Relative Skeletal Maturation and Population Ancestry in Nonobese Children and Adolescents

Abstract

More rapid skeletal maturation in African-American (AA) children is recognized and generally attributed to an increased prevalence of obesity. The objective of the present study was to evaluate the effects of population ancestry on relative skeletal maturation in healthy, non-obese children and adolescents, accounting for body composition and sexual maturation. To do this, we leveraged a multiethnic, mixed-longitudinal study with annual assessments for up to 7 years (The Bone Mineral Density in Childhood Study and its ancillary cohort) conducted at five US clinical centers. Participants included 1592 children, skeletally immature (45% females, 19% AA) who were aged 5 to 17 years at study entry. The primary outcome measure was relative skeletal maturation as assessed by hand-wrist radiograph. Additional covariates measured included anthropometrics, body composition by dual-energy X-ray absorptiometry (DXA), and Tanner stage of sexual maturation. Using mixed effects longitudinal models, without covariates, advancement in relative skeletal maturation was noted in self-reported AA girls (∼0.33 years, p < 0.001) and boys (∼0.43 years, p < 0.001). Boys and girls of all ancestry groups showed independent positive associations of height, lean mass, fat mass, and puberty with relative skeletal maturation. The effect of ancestry was attenuated but persistent after accounting for covariates: for girls, 0.19 years (ancestry by self-report, p = 0.02) or 0.29 years (ancestry by admixture, p = 0.004); and for boys, 0.20 years (ancestry by self-report, p = 0.004), or 0.29 years (ancestry by admixture, p = 0.004). In summary, we conclude that advancement in relative skeletal maturation was associated with AA ancestry in healthy, non-obese children, independent of growth, body composition, and puberty. Further research into the mechanisms underlying this observation may provide insights into the regulation of skeletal maturation. © 2016 American Society for Bone and Mineral Research.

Keywords: BONE AGE; GROWTH; PEDIATRIC ENDOCRINOLOGY; POPULATION ANCESTRY; SKELETAL MATURATION.

Fig. 1

Genetic population ancestry and self-reported population ancestry, by sex. Population ancestry can be estimated using genetic analyses. The distribution of the proportion of genetic African admixture is reported for the entire BMDCS/ancillary cohort with available DNA for genetic analyses, according to self-reported population ancestry and sex. AA = African-American; Non-AA = Non-African-American.

Fig. 2

Self-reported population ancestry and relative skeletal maturation, by sex and chronologic age. Box plots showing the distribution of relative skeletal maturation (bone age minus chronologic age) by chronologic age (rounded to the nearest year) and self-reported population ancestry are shown for girls (on the left) and boys (on the right); the distributions for non-AA children are shown in blue, and the distributions for AA children in red.

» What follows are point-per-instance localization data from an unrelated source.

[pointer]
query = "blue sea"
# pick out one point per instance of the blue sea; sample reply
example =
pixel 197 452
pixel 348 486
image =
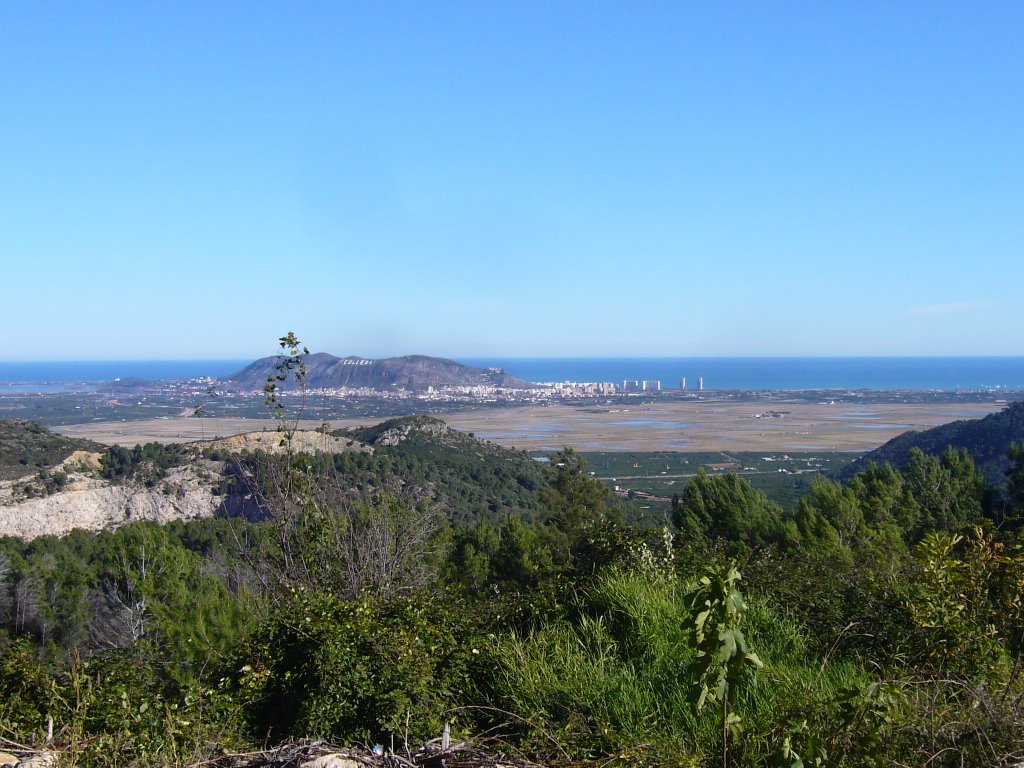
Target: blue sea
pixel 948 374
pixel 65 376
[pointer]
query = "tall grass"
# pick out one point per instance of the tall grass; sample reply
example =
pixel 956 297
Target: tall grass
pixel 613 681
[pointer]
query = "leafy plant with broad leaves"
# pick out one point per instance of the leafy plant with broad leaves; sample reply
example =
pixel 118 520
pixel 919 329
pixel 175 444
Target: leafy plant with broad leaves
pixel 722 657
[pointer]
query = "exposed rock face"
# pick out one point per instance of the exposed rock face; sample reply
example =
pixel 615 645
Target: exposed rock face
pixel 396 434
pixel 185 494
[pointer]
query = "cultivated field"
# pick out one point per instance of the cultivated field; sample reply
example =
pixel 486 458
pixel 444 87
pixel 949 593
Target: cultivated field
pixel 701 425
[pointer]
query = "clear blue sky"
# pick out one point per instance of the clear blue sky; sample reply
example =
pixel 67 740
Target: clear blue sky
pixel 193 179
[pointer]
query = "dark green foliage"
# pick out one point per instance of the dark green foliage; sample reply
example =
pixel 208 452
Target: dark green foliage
pixel 466 478
pixel 987 440
pixel 355 671
pixel 90 592
pixel 146 463
pixel 727 508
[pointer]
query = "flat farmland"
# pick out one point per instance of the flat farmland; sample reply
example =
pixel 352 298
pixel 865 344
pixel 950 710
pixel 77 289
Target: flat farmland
pixel 687 426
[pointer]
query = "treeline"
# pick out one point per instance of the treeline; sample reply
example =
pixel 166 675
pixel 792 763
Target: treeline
pixel 881 623
pixel 144 464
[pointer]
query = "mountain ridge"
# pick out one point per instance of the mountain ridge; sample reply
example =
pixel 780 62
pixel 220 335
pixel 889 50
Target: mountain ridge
pixel 412 372
pixel 987 439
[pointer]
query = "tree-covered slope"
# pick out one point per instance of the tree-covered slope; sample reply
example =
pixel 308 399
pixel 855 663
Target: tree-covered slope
pixel 416 372
pixel 986 439
pixel 27 446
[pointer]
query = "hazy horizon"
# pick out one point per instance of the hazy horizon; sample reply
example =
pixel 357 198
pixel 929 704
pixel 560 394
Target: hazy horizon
pixel 513 179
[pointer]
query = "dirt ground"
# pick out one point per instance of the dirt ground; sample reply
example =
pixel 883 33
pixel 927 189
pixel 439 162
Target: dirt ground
pixel 705 425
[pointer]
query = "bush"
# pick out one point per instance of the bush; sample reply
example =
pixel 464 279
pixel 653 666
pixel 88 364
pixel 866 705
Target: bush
pixel 356 671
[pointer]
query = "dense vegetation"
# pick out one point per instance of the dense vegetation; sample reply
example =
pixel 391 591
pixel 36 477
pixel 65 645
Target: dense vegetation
pixel 988 440
pixel 27 446
pixel 878 623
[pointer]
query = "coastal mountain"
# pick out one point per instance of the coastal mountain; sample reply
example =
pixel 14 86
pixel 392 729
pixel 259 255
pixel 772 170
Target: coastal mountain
pixel 415 373
pixel 986 439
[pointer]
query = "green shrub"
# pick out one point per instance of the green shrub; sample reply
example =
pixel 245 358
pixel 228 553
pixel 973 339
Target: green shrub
pixel 357 671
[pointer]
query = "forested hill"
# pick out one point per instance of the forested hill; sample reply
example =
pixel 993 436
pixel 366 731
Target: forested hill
pixel 986 439
pixel 414 372
pixel 27 448
pixel 467 478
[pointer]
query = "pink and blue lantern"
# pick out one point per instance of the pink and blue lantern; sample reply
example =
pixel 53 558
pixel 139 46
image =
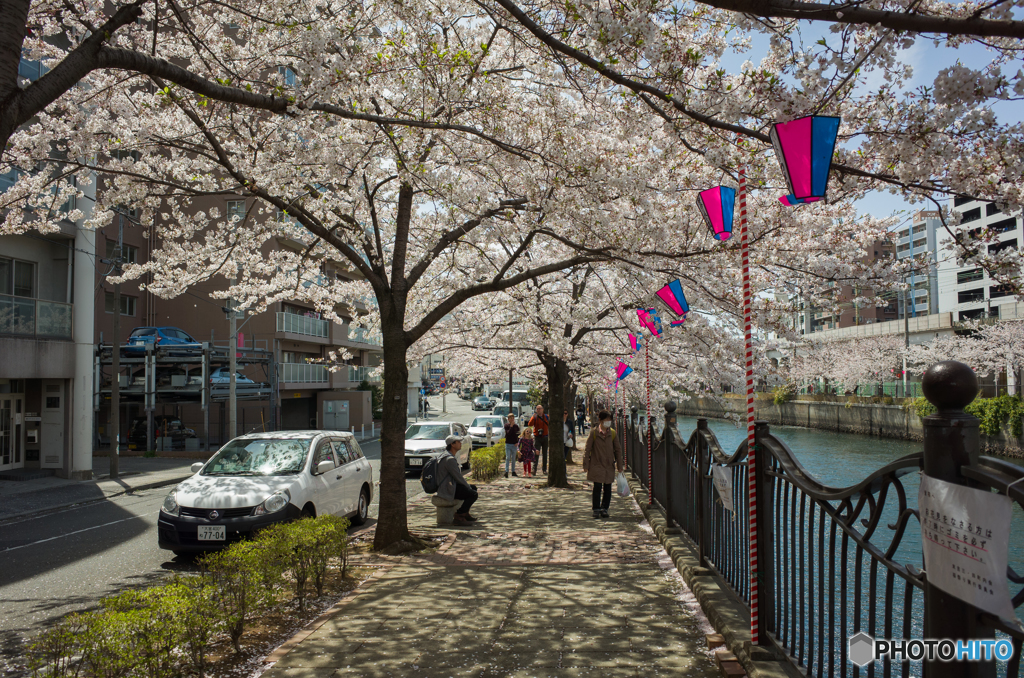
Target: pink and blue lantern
pixel 650 320
pixel 635 343
pixel 622 371
pixel 672 295
pixel 804 147
pixel 717 206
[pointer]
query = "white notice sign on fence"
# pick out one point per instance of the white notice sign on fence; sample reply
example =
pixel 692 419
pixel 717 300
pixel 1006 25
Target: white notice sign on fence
pixel 722 475
pixel 965 535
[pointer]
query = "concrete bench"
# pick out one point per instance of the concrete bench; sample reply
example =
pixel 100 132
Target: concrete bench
pixel 445 509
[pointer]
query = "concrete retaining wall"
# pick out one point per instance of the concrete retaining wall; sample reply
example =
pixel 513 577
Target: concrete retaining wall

The dotted black horizontal line indicates a relative skeletal maturation of zero; ie, where the mean relative skeletal maturation would be if the observed values were similar to the reference values.

Fig. 3

Genetic population ancestry and relative skeletal maturation, adjusted for clinical covariates. Mixed effects regression analyses of relative skeletal maturation (defined by the difference between bone age and chronologic age), here illustrating the effect of genetically defined ancestry, after accounting for other important clinical covariates. To provide a visual demonstration of the “dose effect” of African ancestry, ancestry is modeled as a factor in this figure (but as a continuous variable in the tables). Only skeletally immature (<13 years for girls, <15 years for boys) films are included. Clinical covariates included in mixed effects regression analyses were: age, body composition (lean mass, fat mass), height, and pubertal stage.